When the Riviera Beach mother confronted Symons in the summer of 1995, he offered to pay for one son's counseling sessions. He left the money _ about $ 125 a week, always out of his own pocket, always in cash _ in small envelopes at the front desk of the diocese headquarters in Palm Beach Gardens, she said.

The mother now thinks the payments were part of an effort by the church _ and by Symons _ to continue burying the abuse allegations. Their decisions, she says, compounded the grief faced by her sons. At one time, both wanted to be priests. Today, they battle with drugs, and both are alcoholics.

Documents later compiled by investigators showed that Symons had known of D'Angelo's abuse. But Symons had determined that psychiatric reports showed that D'Angelo could continue serving as a priest, court records show.
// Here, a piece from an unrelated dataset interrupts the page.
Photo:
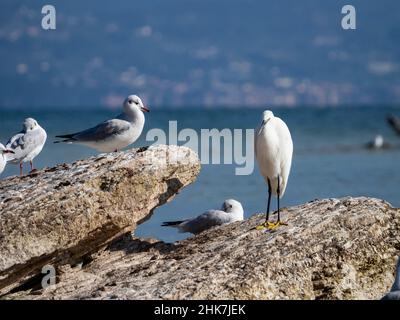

"It was, 'I'll look out for you and you look out for me,' " the Missouri mother said. "That was the attitude. I just kick myself sometimes when I stop to think. They did nothing about it."

Meanwhile, Symons had opportunities to surround himself with children.

In May 1958, he was ordained in the Diocese of St. Augustine, once the only diocese in Florida. Four months later, he founded St. John Manor, a retreat and camp south of Jacksonville, according to Kathleen Bagg-Morgan, spokeswoman for the St. Augustine diocese.

The retreat was used largely as an "overnight camping area" for children from the diocese and its youth ministry. Symons worked at the camp as its director, she said.

In May 1959, a year after he was ordained, he founded another retreat in Floral City, on Florida's west coast, called the Good Counsel Camp. Children often stayed overnight there, too, but it remains unclear whether Symons, the assistant director, actually worked on site.

By 1964, Symons was the pastor at St. Joseph Parish in Bradenton, a sprawling, adobe complex that includes an elementary and a middle school.

Symons apparently remained at the parish until 1971, when he took over as the chancellor in St. Petersburg.

Despite the allegations, people who worked with Symons in Bradenton or studied at St. Joseph's schools said there were no outward signs of any sexual deviance.

Con Nicholas, now a special education teacher at Riverview High School in nearby Sarasota, attended St. Joseph's school from first through eighth grade.

Symons was in Bradenton for five of those years, from 1964 through 1969, Nicholas said. Symons did not teach at the school, but handled administrative duties, such as handing out report cards, and delivered Mass to all students every Friday.

"I would have never suspected something like this," Nicholas said.

Relda Wilson remains finance director at St. Joseph's and worked for Symons during his tenure there.

"He was the brightest man I have ever worked with," Wilson said.

"He was very good, and seemed to be very good with people. I was as surprised as the rest of the world."